In sum, on the present record, the court GRANTS plaintiffs' motions to proceed in forma pauperis, and the court proceeds with frivolity review of plaintiffs' complaint.

3. Frivolity Review

In Rooker v. Fidelity Trust Co., 263 U.S. 413 (1923), the United States Supreme Court held that a litigant who lost in state court could not seek review of the state court judgment in a federal district court. Id. at 415-16. In District of Columbia Court of Appeals v. Feldman, 460 U.S. 462 (1983), the Court reaffirmed the basic rule laid down in Rooker, and further concluded that federal district courts do not have subject matter jurisdiction over claims the state court did not directly decide, but that are nevertheless "inextricably intertwined" with a state court decision. Id. at 486-87; see also Plyler v. Moore, 129 F.3d 728, 731 (4th Cir.1997). Together, these cases formulate the "Rooker-Feldman doctrine" as a limitation on the subject matter jurisdiction of federal district courts. See Plyler, 129 F.3d at 731.

The Rooker-Feldman doctrine bars claims "brought by state-court losers complaining of injuries caused by state-court judgments rendered before the district court proceedings commenced and inviting district court review and rejection of those judgments." Exxon Mobile Corp. v. Saudi Basic Indus. Corp., 544 U.S. 280, 284 (2005); see also Washington v. Wilmore, 407 F.3d 274, 279 (4th Cir.2005). The doctrine encompasses "not only review of adjudications of the state's highest court, but also the decisions of its lower courts." Brown & Root, Inc. v. Breckenridge, 211 F.3d 194, 199 (4th Cir.2000) (citation and internal quotation marks omitted). Rooker-Feldman "reinforces the important principle that review of state court decisions must be made to the state appellate courts, and eventually to the Supreme Court, not by federal district courts or courts of appeal." Id.

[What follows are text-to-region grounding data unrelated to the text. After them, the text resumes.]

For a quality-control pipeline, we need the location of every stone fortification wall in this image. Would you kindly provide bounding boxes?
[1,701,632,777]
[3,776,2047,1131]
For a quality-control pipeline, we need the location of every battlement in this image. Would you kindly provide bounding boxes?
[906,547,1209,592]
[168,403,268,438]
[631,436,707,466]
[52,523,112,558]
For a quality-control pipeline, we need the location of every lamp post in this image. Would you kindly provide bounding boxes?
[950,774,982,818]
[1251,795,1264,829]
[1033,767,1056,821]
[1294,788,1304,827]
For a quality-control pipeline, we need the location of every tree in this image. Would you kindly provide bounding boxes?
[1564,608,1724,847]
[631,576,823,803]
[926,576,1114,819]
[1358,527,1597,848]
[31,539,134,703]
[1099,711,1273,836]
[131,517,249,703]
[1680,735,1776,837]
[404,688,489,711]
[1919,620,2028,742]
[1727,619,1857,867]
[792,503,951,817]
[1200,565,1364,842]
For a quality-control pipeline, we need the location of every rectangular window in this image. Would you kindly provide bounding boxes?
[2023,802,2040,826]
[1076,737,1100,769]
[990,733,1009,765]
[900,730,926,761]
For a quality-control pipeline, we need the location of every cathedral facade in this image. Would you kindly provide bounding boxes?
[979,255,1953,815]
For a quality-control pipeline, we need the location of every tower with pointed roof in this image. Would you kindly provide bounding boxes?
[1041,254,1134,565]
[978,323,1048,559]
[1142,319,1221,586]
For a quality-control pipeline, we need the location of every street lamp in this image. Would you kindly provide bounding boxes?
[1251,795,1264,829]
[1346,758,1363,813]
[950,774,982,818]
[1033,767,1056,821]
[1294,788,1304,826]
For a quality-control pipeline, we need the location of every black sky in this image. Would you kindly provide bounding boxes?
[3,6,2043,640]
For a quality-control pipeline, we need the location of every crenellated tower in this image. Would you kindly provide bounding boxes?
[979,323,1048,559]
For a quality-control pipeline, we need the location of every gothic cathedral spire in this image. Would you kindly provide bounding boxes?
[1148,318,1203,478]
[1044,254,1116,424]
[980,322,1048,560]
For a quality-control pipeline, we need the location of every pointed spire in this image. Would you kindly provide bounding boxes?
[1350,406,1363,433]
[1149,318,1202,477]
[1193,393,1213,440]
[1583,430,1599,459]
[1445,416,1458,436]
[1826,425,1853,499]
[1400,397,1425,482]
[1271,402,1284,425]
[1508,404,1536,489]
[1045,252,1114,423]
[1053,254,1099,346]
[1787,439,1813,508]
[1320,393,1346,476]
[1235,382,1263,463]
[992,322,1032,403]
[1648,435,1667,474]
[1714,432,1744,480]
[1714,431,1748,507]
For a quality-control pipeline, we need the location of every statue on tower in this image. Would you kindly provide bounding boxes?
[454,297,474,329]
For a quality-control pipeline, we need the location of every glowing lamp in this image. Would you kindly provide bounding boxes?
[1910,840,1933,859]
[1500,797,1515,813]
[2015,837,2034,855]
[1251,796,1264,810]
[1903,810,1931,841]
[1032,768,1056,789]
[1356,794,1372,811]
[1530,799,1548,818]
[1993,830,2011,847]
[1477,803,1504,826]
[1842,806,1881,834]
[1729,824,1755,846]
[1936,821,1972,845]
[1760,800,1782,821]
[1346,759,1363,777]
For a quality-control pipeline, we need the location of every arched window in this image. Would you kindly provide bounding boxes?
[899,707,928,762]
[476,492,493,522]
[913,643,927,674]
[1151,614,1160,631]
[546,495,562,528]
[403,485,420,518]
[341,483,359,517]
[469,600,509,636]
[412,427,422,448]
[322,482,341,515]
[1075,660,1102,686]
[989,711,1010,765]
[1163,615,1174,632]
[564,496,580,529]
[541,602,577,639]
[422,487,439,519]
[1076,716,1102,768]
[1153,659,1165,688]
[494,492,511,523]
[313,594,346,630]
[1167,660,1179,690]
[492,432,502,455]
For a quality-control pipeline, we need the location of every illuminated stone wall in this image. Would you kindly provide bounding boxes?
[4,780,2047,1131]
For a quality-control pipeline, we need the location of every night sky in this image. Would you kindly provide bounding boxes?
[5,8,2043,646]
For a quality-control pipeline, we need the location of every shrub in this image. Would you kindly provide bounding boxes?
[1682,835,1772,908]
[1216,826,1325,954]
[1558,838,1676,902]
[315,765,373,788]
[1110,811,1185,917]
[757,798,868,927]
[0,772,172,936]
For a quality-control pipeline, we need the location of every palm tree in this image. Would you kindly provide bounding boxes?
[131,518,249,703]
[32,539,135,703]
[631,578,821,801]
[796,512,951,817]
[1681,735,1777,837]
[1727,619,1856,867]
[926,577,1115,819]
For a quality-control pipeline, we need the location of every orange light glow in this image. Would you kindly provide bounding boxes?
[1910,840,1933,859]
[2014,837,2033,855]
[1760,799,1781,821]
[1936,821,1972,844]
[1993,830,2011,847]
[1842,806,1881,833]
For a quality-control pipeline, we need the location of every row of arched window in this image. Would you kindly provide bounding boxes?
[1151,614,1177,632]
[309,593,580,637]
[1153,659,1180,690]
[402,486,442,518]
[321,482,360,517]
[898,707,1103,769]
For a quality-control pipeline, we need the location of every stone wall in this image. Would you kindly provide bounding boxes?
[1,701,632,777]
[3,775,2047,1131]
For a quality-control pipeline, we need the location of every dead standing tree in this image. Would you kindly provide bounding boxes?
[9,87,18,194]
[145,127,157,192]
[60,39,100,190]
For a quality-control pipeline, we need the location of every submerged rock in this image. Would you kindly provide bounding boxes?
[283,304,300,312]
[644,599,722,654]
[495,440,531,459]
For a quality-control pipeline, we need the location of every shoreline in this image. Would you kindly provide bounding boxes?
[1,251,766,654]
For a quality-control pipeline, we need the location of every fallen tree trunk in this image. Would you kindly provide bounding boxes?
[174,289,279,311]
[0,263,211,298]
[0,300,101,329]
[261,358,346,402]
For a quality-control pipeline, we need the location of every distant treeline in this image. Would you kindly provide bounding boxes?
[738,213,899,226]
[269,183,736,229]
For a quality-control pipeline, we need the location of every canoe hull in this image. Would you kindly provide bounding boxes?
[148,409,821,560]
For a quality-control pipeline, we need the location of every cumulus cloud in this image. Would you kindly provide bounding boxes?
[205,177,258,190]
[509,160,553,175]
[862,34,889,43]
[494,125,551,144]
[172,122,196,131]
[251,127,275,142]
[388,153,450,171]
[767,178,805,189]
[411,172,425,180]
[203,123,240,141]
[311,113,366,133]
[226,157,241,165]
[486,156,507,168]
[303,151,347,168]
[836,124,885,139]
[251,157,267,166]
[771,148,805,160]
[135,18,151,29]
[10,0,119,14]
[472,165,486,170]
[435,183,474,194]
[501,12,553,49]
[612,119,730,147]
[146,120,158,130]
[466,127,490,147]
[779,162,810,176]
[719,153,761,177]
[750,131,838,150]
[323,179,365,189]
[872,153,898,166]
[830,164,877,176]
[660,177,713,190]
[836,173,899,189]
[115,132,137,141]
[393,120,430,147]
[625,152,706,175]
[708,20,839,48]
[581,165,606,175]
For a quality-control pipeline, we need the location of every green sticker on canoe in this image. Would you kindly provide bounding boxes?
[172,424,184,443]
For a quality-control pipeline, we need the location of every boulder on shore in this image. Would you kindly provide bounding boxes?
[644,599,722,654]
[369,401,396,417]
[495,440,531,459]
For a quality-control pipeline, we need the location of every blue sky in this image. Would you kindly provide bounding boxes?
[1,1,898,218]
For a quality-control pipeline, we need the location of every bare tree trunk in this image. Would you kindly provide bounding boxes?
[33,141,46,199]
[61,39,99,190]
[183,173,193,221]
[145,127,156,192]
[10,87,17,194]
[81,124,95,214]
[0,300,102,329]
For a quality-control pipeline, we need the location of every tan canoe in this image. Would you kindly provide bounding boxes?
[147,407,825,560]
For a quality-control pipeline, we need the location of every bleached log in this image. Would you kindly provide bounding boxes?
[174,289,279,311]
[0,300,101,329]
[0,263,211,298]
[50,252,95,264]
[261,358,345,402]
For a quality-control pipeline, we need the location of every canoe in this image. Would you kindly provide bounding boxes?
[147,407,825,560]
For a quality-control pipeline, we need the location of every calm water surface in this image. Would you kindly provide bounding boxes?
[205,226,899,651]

Thus, the Rooker-Feldman doctrine is particularly relevant when there is a means of appeal provided by the state. See Washington, 407 F.3d at 280. Here, Chapter 45 of the North Carolina General Statutes provides for an appeal of an order allowing a foreclosure sale. See N.C. Gen.Stat. § 45-21.16(d1). The appeal must be taken within ten days of the order allowing foreclosure. Id. In sum, the Rooker-Feldman doctrine "preserves federalism by ensuring respect for the finality of state court judgments." Washington, 407 F.3d at 279.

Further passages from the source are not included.